Jan 13, 2006


Aside from my nose being back in the law books to ultimately put down the pet that is my graduate education, I've recently completed both The Time Traveler's Wife and Running with Scissors. Of course, I've also followed The Smoking Gun's bullet shot in the direction of James Frey. A Million Little Pieces was next on my pop reading list and now I'm not so sure I'll jump to it. That said, I don't really care if the man made up his story. Should my own memoirs ever be published, they will contain mostly wildly embellished stories.

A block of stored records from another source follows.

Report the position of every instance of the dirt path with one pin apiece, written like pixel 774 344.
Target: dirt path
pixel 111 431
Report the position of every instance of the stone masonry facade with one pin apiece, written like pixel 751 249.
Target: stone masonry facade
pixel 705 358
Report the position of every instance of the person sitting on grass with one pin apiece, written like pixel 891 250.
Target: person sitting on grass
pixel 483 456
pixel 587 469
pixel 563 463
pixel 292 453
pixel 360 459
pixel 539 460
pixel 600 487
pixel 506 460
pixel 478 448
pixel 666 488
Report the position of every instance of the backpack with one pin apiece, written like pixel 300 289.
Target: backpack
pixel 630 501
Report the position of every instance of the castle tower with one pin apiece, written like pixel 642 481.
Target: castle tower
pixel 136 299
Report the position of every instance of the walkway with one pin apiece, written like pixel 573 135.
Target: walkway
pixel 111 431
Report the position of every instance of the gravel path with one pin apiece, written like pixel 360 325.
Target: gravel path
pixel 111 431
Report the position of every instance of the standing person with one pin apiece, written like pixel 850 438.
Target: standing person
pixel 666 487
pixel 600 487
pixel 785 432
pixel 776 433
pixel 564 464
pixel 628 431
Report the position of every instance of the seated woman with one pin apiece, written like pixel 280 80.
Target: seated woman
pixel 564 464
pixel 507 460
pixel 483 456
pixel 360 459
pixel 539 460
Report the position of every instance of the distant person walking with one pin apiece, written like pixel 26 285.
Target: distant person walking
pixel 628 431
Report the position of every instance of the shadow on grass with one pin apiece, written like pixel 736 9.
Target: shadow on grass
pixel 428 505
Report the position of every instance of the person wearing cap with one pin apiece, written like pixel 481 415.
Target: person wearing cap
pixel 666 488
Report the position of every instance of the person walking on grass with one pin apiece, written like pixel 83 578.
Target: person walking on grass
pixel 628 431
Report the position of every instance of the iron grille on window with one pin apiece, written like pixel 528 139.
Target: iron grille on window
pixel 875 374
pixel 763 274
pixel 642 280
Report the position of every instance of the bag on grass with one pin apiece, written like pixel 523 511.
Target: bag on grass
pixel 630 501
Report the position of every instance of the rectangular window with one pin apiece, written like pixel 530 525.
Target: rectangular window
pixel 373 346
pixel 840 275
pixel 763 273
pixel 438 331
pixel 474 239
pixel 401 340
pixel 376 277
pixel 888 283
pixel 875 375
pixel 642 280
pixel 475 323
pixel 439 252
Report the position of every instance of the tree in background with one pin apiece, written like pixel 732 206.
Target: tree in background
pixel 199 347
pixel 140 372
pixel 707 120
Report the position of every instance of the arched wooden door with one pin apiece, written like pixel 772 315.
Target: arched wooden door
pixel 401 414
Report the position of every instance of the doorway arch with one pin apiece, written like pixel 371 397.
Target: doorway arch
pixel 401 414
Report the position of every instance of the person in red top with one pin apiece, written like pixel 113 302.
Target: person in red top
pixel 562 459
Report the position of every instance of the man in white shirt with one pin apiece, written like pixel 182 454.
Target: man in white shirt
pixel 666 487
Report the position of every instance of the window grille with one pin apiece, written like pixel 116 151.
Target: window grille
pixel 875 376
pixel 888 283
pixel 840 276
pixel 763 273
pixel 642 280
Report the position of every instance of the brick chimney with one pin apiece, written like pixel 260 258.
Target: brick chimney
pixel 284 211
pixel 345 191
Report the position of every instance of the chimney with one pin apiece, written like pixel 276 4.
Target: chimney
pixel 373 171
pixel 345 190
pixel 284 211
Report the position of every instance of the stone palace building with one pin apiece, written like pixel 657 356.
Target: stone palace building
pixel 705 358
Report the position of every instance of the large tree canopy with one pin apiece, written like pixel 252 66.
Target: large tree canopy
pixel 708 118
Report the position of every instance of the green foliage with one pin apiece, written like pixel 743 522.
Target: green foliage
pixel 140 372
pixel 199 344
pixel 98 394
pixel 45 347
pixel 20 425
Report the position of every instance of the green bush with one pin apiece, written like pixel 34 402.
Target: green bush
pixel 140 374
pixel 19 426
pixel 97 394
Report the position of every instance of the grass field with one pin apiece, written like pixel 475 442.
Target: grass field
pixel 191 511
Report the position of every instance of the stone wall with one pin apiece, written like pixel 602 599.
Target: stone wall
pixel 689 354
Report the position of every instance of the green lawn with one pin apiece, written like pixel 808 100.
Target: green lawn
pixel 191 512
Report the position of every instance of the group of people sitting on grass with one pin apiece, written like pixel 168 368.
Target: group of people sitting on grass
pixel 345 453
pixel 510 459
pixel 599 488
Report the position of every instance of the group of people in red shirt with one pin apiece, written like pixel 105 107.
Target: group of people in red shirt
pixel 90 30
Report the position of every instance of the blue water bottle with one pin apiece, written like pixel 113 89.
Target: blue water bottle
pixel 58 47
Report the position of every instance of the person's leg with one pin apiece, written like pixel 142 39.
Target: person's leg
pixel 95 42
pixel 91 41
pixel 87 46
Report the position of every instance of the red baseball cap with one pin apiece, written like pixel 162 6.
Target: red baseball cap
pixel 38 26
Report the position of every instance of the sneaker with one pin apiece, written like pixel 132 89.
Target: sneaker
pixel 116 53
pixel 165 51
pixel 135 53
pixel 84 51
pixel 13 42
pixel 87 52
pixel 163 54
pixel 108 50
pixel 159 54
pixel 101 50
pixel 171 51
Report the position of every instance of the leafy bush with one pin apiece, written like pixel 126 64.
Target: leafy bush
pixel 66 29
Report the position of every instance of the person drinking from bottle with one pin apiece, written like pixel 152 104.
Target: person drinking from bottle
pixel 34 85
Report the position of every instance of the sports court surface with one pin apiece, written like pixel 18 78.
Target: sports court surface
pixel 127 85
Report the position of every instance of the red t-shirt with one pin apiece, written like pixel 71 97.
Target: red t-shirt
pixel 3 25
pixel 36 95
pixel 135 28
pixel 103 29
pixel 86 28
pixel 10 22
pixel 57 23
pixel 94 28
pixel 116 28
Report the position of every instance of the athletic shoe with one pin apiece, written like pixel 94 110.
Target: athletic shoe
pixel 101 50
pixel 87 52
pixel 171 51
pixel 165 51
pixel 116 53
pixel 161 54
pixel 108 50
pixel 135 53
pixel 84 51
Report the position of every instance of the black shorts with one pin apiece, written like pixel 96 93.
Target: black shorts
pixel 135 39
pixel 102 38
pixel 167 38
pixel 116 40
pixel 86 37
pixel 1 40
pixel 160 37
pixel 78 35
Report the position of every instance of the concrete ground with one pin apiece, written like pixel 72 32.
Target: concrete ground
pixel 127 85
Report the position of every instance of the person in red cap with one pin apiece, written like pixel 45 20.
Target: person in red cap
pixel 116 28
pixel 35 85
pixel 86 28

As I'm smitten with any love-conquers-all tale, I was delighted with The Time Traveler's Wife. It's an incredibly sweet story that was a total page-turner. My gripes are only with the fact that the author at times uses Henry's time travel ability inconsistently as a literary crutch to further the plot. As good friend Lauren put it:
"My 7th grade teacher taught us that the worse possible plot in the history of mankind was to say at the end you are waking up from a dream. It was forbidden. I felt like that was the entire 1000 pages of The Time Traveler's Wife."
Fair enough. That quote got me thinking about how certain rules and pieces of advice stick with all of us from strange places and people in our personal histories. True, no?

Running With Scissors, the so far not truth-challenged memoir of the strangest childhood imaginable, was hilarious. This kid's mom sent him to live with an insane psychiatrist, so the anecdotes are especially amusing at a time when I'm seeing a therapist. Makes me feel better about the lack of complete chaos in this bag of marbles I carry on my head.

1 comment:

playfulinnc said...

I *adore* Augusten Burroughs (is that how you spell it?)! You have great taste!